FF Bruce, the famous New Testament historian wrote “A man might have a mistress who could provide him also with intellectual companionship; the institution of slavery made it easy for him to have a concubine, while casual gratification was readily available from a prostitute. The function of his wife was to manage his household and to be the mother of his legitimate children and heirs.
One historian wrote “'there has probably never been a period when vice was more extravagant or uncontrolled' than it was under the Caesars.” And in many cultures and countries today, even where monogamy is officially favoured, deviations from this norm are increasingly tolerated. Christians, by contrast, have a reputation for being 'puritanical' and 'prudish, and for having a generally negative attitude towards sex. These criticisms are sometimes just. But in self-defence we also claim to be realists. Although we recognize that sex is the good gift of a good Creator, we also know that it has become twisted and distorted by the fall, so that our sexual energies need to be rightly channelled and carefully controlled.
Paul's first principle is that heterosexual and monogamous marriage is the only context in which God intends sexual intercourse to be experienced, and indeed enjoyed. And the second is that in sexual relationships we are to serve and honour our partner. Here, then, is a sex ethic for 'the weak', namely that according to God's purpose the context for sex is marriage and the style of sex is honour. It is elementary, no doubt. But it is also plain, frank, practical, authoritative, uninhibited - in fact, just what new converts need, especially if they are exposed to pagan standards and pressures.
3. Paul urges us to love one another 4:9-12
Now about brotherly love we do not need to write to you, for you yourselves have been taught by God to love each other. And in fact, you do love all the brothers throughout Macedonia. Yet we urge you, brothers, to do so more and more. Make it your ambition to lead a. quiet life, to mind your own business and to work with your hands, just as we told you, nso that your daily life may win the respect of outsiders and so that you will not be dependent on anybody.
Paul moves on in this section from chastity to charity, from the control of sex to the importance of work, from the need to 'help the weak' to the need to 'warn those who are idle'.
It seems clear that there was a group in the Thessalonian church who needed a very different kind of instruction and exhortation. Paul says they are to be 'warned' rather than 'helped'. Paul implies that the idle are unwilling, not unable, to work.
It seems possible that the they had misunderstood Paul's teaching about the return pof Christ and had stopped working in the mistaken belief that it was imminent. Their idleness was due to their 'eschatological excitement'or 'Parousia hysteria'.
GLADESVILLE
Paul frames his appeal to them in terms of brotherly love. His argument is that to work for one's own living is a mark of love, because then we do not need to depend on the support of fellow Christians, while deliberately to give up work is a breach of love because then we become parasites on the body of Christ.
Paul has these slackers in mind when he addresses three admonitions to the whole church. lead a quite life, mind your own business and work with your hands.
The Greeks despised manual work as degrading to free men and fit only for slaves.

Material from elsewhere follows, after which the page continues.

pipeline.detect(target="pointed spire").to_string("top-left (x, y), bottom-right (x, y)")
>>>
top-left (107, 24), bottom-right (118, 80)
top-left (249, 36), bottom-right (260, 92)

Christianity came into direct collision with this view. Paul the tentmaker reinforced the example of Jesus the carpenter and gave dignity to all honest human labour.
The apostle had two particular reasons for this threefold appeal to the Thessalonians to be quiet, non-interfering and hard-working. The first was that their daily life might win the respect of outsiders and the second that they might not be dependent on anybody. Paul brings together the two communities to which all Christians belong - the world and the church, 'outsiders' and the Christian brotherhood. He is concerned about the Thessalonians' relationship with both. He wants them to command the respect of unbelievers and not to be a burden on their fellow-believers.
Let’s draw all this together:
In 1 Thessalonians 4:1-12 Paul has addressed himself to the two areas of sex/marriage and work. Both are creation gifts, having been instituted by God in Genesis 2. Both are still parts of everyday human experience. And Paul gives us here a Christian perspective from which to view them. Two aspects of this perspective are particularly noteworthy.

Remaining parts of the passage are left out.